For the next month, the two communicated via Blackberry, "which is really a sort of lame throwback to letter-writing. In this weird way, we got to know each other before we ever went out."
He has proven no slouch as a guitar student. "He can remember anything; he learned five or six languages without taking a class and is extremely good at math. So you can show him a chord and how to strum, and he'll remember everything the next time he picks the guitar up. Now that he's not riding, I'm going to crack the whip and make him practice more."
Of speculation that Armstrong might return to the professional sport he has dominated since the late '90s, Crow quips, "Nothing would surprise me -- as long as it doesn't interfere with the wedding." (Armstrong said in a media conference call last week that "I'm not going back.")
Regarding allegations in the French media that her fiance used performance-enhancing drugs early in his career, she says: "I don't think the French people are on a mission to strip him of his integrity. It's just a handful of people pursuing that theory, and it's tiresome and a nuisance, and it will eventually end, I hope."
Crow is more vexed by other, larger developments in recent years, since the launch of the war in Iraq and last year's re-election of President Bush. Having performed in the past for American troops in Kosovo, she has worn slogans promoting peace and supported John Kerry's presidential candidacy, even planning to perform at a celebratory concert had he won.
"Having spent so much time in Europe, I've seen how the news there portrays what's happening in the world so differently than we do in the United States. I typically have always thought of Americans as a warm and embracing people, but the attitude toward us outside our country is definitely different. I think people are surprised that we re-elected a government that many of us don't trust. I was shocked myself, because I really felt that the voice of America was saying we don't believe in this war.

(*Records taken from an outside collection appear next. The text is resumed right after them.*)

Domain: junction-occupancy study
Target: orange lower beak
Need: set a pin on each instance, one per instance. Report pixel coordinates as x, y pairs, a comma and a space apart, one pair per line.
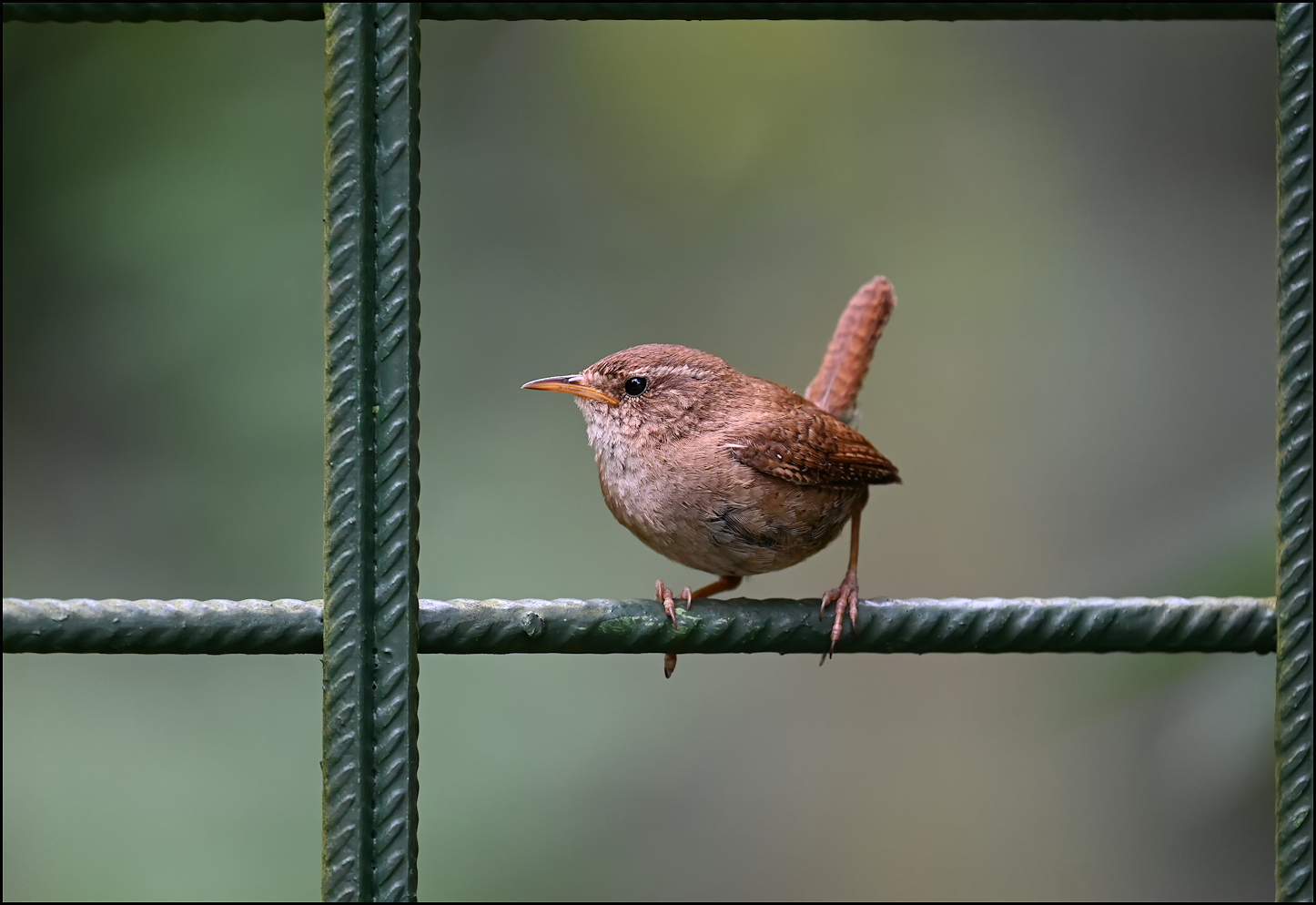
572, 383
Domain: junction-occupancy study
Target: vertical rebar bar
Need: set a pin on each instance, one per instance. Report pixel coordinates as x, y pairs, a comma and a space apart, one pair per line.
349, 451
371, 462
1294, 572
396, 447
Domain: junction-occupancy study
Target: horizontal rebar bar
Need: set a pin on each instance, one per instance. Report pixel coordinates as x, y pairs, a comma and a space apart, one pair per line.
238, 12
569, 625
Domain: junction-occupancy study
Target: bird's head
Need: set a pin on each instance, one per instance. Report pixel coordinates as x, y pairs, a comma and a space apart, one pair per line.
652, 392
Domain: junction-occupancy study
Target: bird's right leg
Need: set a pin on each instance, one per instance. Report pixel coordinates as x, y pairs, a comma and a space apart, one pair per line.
669, 602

"I try to look at it from a spiritual standpoint, that we tried to define ourselves morally and chose to allow ourselves to be reflected this way. It's fascinating to watch how it's tapping into people. That's something you have to explore, and it makes it a compelling time to be an artist." (Tracks on Wildflower such as the plaintive Where Has All the Love Gone? seem informed by such reflections.)
At this stage in her life and career, though, Crow plans to do her exploring at a more relaxed pace. "For the better part of 10 years, I've been on this course of making records, touring and then going back into the studio the second the tour's over. I'm 43 now, and I don't want to be gone all the time. Large chunks of your life just disappear. I have missed playing, I've missed that connection with the audience, and I'm ready to go out again.
"But now I want to figure out a way I can be home as much as possible. Maybe we'll do something like two weeks on, then four or five days off."
There may be a few extra days off in the spring, when Crow and Armstrong are planning to get hitched. "In a perfect world, we would let (Armstrong's) kids plan the whole thing. Doing whatever's fun for them is going to be the biggest thing motivating me."
Crow is drawing inspiration from older family members as well: Her parents recently celebrated their 50th wedding anniversary. "They're sort of the example for me. I'm really old-fashioned, and I believe in marriage."
Crow recalls being in the kitchen when her old friend Don Henley, for whom she once sang backup, called. "He asked me what I was doing, and I said, 'You're not going to believe this, but I'm cooking, I'm doing laundry, and it's been really fun.' And he said, 'You know, it's in the small things, in the domestic exercises of life, that you can find your deepest, most meaningful inspiration.' My new record does feel like a home record in that way, in being kind of about the thoughts in your head. It was an exercise in getting out of my way and enjoying writing songs.
"It's the only record I could make at this point, and hopefully, it will resonate with other people, too."